First of all: Happy new year, everyone. I love that last Calvin & Hobbes strip and find some way to share it at this time each year. The new year really does offer a fresh start in a magical world, and I hope that with the recovering economy we all have a chance to go exploring in 2014.
Secondly, here’s an exhortation about New Year’s Resolutions: While the intention is good, the success rate on resolutions is only 8%. Reasonable people like engineers will use more effective change management methods. Make plans, not resolutions, if you really want to improve your practice.
Although most people call them “drawings” instead of “plans,” there’s a reason that costly infrastructure is built using a detailed set of plans that describes all of the pieces that need to be brought to a site and assembled in a particular order. Without detailed plans, no amount of wishing will create new infrastructure that meets some pressing need.
Treat your business the same way. Identify your requirements, assess your budget, specify the pieces that need to be assembled, and make a schedule with milestones for delivering the new program. Only with a detailed plan can you reliably effect change in your practice that achieves your goals.

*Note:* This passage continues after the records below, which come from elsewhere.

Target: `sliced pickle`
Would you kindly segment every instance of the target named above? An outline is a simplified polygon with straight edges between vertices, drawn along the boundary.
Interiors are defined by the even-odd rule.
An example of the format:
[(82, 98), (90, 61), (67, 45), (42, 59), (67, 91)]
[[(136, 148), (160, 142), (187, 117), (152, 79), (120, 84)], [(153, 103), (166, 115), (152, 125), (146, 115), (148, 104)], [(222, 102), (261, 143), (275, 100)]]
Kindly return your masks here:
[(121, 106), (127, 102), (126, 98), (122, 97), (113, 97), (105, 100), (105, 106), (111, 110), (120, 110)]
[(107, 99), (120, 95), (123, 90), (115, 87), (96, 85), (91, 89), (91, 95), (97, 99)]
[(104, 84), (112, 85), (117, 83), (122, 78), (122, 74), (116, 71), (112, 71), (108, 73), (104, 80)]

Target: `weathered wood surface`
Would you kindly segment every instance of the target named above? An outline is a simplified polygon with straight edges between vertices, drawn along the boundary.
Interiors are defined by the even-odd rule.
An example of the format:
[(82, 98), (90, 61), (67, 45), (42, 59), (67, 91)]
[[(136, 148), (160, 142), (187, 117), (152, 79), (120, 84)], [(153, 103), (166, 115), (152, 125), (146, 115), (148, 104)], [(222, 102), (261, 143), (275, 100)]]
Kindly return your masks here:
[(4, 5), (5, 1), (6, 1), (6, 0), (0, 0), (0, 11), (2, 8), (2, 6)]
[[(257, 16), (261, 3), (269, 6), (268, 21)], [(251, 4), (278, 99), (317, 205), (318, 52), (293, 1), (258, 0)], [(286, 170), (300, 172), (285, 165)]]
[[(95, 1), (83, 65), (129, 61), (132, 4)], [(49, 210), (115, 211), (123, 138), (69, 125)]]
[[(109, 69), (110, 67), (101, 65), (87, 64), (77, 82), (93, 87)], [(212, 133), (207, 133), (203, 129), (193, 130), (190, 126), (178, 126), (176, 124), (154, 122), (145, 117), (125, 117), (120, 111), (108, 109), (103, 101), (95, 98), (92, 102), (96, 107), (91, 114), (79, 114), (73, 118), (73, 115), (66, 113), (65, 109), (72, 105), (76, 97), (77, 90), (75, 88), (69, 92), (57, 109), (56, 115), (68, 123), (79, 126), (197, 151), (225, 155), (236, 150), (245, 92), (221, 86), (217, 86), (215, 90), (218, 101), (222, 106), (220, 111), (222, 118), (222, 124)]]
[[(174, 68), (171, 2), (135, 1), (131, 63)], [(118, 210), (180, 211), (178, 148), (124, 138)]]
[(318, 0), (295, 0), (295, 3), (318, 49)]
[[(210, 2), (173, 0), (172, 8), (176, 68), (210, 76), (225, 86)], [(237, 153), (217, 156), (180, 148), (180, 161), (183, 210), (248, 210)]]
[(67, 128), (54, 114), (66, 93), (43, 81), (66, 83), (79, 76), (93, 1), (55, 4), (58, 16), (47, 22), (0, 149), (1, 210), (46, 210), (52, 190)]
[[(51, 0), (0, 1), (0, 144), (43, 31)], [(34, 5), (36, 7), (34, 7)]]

Atlas Geotechnical, in addition to our ever-evolving 5-year strategic plan, will execute two focused strategic plans in 2014. One involves earning repeat business from a very large, well respected infrastructure design firm. Their projects have complex foundation problems at a rate and severity higher than other firms, which makes them an ideal match for Atlas’ approach to foundation engineering.
The other strategic plan is more speculative. We will attempt to build a 3-firm alliance to pursue means-and-methods engineering projects. The team members are all willing, but we’re not yet sure about the market size and the real potential for profitability. The first step in that plan is to confirm that the plan really is a worthwhile use of scarce resources.
Be assured that by the middle of January both of these initiatives will have detailed plans that include resource requirements, milestones, and performance expectations. Only with this level of planning can we reliably convert “I wish I had more cool projects” into “Wow, look at our marvelous backlog of cool projects.” I hope that each of you, by the end of this new year, can say the same.